July First

July first. It parts the year like the part in a head of hair. I had foreseen it as a boundary marker for me–yesterday one kind of me, tomorrow a different kind.


The light-rimmed boundary of the east was July, for June had gone away in the night. July is brass where June is gold, and lead where June is silver. July leaves are heavy and fat and crowding. Birdsong of July is a flatulent refrain without passion, for the nests are empty now and dumpy fledglings teeter clumsily. No, July is not a month of promise or of fulfillment. Fruit is growing but unsweet and uncolored, corn is a limp green bundle with a young and yellow tassel. The squashes still wear umbilical crowns of dry blossom.

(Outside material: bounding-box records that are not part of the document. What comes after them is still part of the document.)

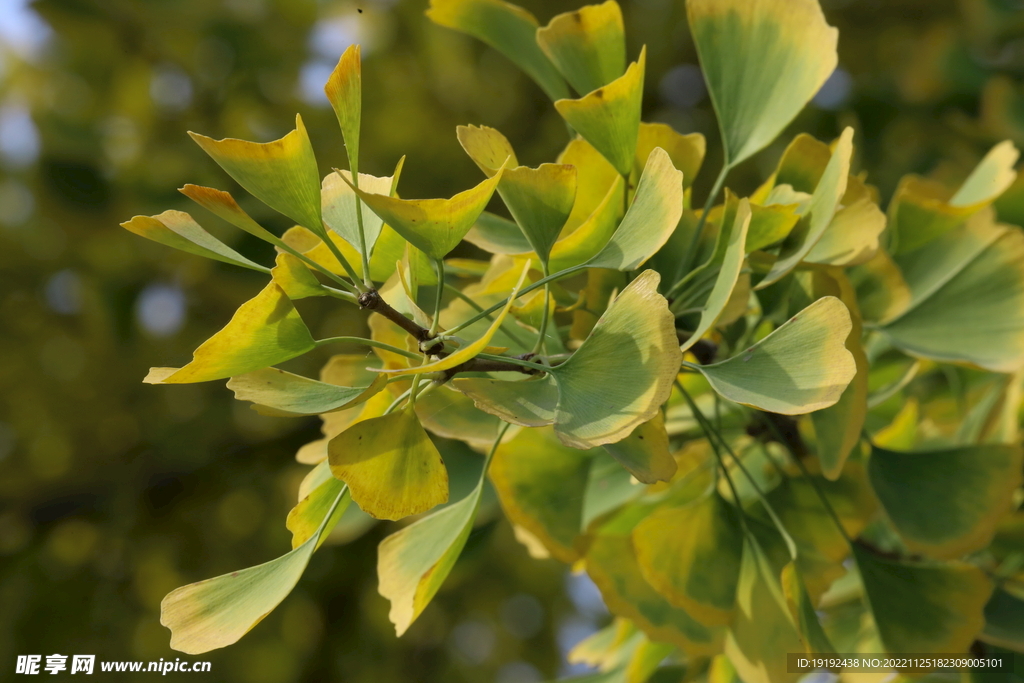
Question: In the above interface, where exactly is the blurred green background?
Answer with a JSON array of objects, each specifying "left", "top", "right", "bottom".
[{"left": 0, "top": 0, "right": 1024, "bottom": 683}]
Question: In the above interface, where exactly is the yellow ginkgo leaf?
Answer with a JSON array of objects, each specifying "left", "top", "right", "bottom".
[
  {"left": 328, "top": 409, "right": 449, "bottom": 519},
  {"left": 555, "top": 46, "right": 647, "bottom": 175},
  {"left": 142, "top": 282, "right": 316, "bottom": 384},
  {"left": 188, "top": 115, "right": 324, "bottom": 233}
]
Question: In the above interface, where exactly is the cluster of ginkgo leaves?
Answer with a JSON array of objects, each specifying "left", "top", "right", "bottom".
[{"left": 124, "top": 0, "right": 1024, "bottom": 683}]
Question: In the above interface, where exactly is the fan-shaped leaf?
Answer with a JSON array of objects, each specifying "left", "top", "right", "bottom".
[
  {"left": 698, "top": 297, "right": 857, "bottom": 415},
  {"left": 427, "top": 0, "right": 568, "bottom": 99},
  {"left": 555, "top": 47, "right": 647, "bottom": 175},
  {"left": 345, "top": 167, "right": 502, "bottom": 259},
  {"left": 868, "top": 445, "right": 1024, "bottom": 558},
  {"left": 550, "top": 270, "right": 682, "bottom": 449},
  {"left": 633, "top": 493, "right": 743, "bottom": 626},
  {"left": 328, "top": 409, "right": 447, "bottom": 519},
  {"left": 121, "top": 211, "right": 269, "bottom": 272},
  {"left": 537, "top": 0, "right": 626, "bottom": 95},
  {"left": 188, "top": 115, "right": 324, "bottom": 234},
  {"left": 686, "top": 0, "right": 839, "bottom": 166},
  {"left": 588, "top": 147, "right": 683, "bottom": 270},
  {"left": 853, "top": 544, "right": 992, "bottom": 654},
  {"left": 142, "top": 282, "right": 316, "bottom": 384}
]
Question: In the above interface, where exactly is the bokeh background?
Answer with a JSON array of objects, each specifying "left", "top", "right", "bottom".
[{"left": 0, "top": 0, "right": 1024, "bottom": 683}]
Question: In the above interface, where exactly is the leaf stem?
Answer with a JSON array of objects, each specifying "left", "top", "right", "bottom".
[
  {"left": 316, "top": 337, "right": 421, "bottom": 359},
  {"left": 670, "top": 164, "right": 731, "bottom": 292},
  {"left": 446, "top": 263, "right": 588, "bottom": 334}
]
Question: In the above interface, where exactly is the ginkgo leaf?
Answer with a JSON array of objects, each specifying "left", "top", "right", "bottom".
[
  {"left": 867, "top": 444, "right": 1024, "bottom": 558},
  {"left": 889, "top": 140, "right": 1020, "bottom": 255},
  {"left": 725, "top": 538, "right": 805, "bottom": 683},
  {"left": 270, "top": 253, "right": 327, "bottom": 301},
  {"left": 321, "top": 157, "right": 406, "bottom": 255},
  {"left": 633, "top": 493, "right": 743, "bottom": 626},
  {"left": 555, "top": 47, "right": 647, "bottom": 175},
  {"left": 686, "top": 0, "right": 839, "bottom": 166},
  {"left": 452, "top": 375, "right": 558, "bottom": 427},
  {"left": 427, "top": 0, "right": 568, "bottom": 99},
  {"left": 550, "top": 270, "right": 682, "bottom": 449},
  {"left": 853, "top": 543, "right": 992, "bottom": 654},
  {"left": 587, "top": 147, "right": 683, "bottom": 270},
  {"left": 324, "top": 44, "right": 370, "bottom": 176},
  {"left": 680, "top": 199, "right": 751, "bottom": 352},
  {"left": 328, "top": 409, "right": 447, "bottom": 519},
  {"left": 755, "top": 127, "right": 853, "bottom": 289},
  {"left": 498, "top": 164, "right": 577, "bottom": 263},
  {"left": 142, "top": 282, "right": 316, "bottom": 384},
  {"left": 634, "top": 122, "right": 708, "bottom": 187},
  {"left": 227, "top": 368, "right": 387, "bottom": 417},
  {"left": 537, "top": 0, "right": 626, "bottom": 95},
  {"left": 188, "top": 115, "right": 324, "bottom": 233},
  {"left": 160, "top": 485, "right": 344, "bottom": 654},
  {"left": 285, "top": 461, "right": 352, "bottom": 550},
  {"left": 548, "top": 175, "right": 626, "bottom": 272},
  {"left": 178, "top": 184, "right": 281, "bottom": 246},
  {"left": 121, "top": 211, "right": 269, "bottom": 272},
  {"left": 881, "top": 213, "right": 1024, "bottom": 373},
  {"left": 380, "top": 263, "right": 529, "bottom": 377},
  {"left": 377, "top": 464, "right": 483, "bottom": 636},
  {"left": 697, "top": 297, "right": 857, "bottom": 415},
  {"left": 586, "top": 504, "right": 723, "bottom": 656},
  {"left": 811, "top": 269, "right": 870, "bottom": 480},
  {"left": 490, "top": 427, "right": 594, "bottom": 563},
  {"left": 343, "top": 171, "right": 502, "bottom": 259},
  {"left": 602, "top": 411, "right": 676, "bottom": 483}
]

The Winter of Our Discontent by John Steinbeck

I was in an American literature class during my graduate training, and the professor, Mark Bauerlein, described Steinbeck as a writer stuck in his time in contrast to more transcendent writing. I think there’s a lot of truth to that, but I just can’t shake this passage from the Winter of Our Discontent. That’s a novel that’s moralizing about the decay of American society and stuck in it’s own time, but look at this passage! I was last struck by this in 2016–the end of my first year at Emory, and something about this year has brought it back to mind.

What do you think about it? What is July like for you?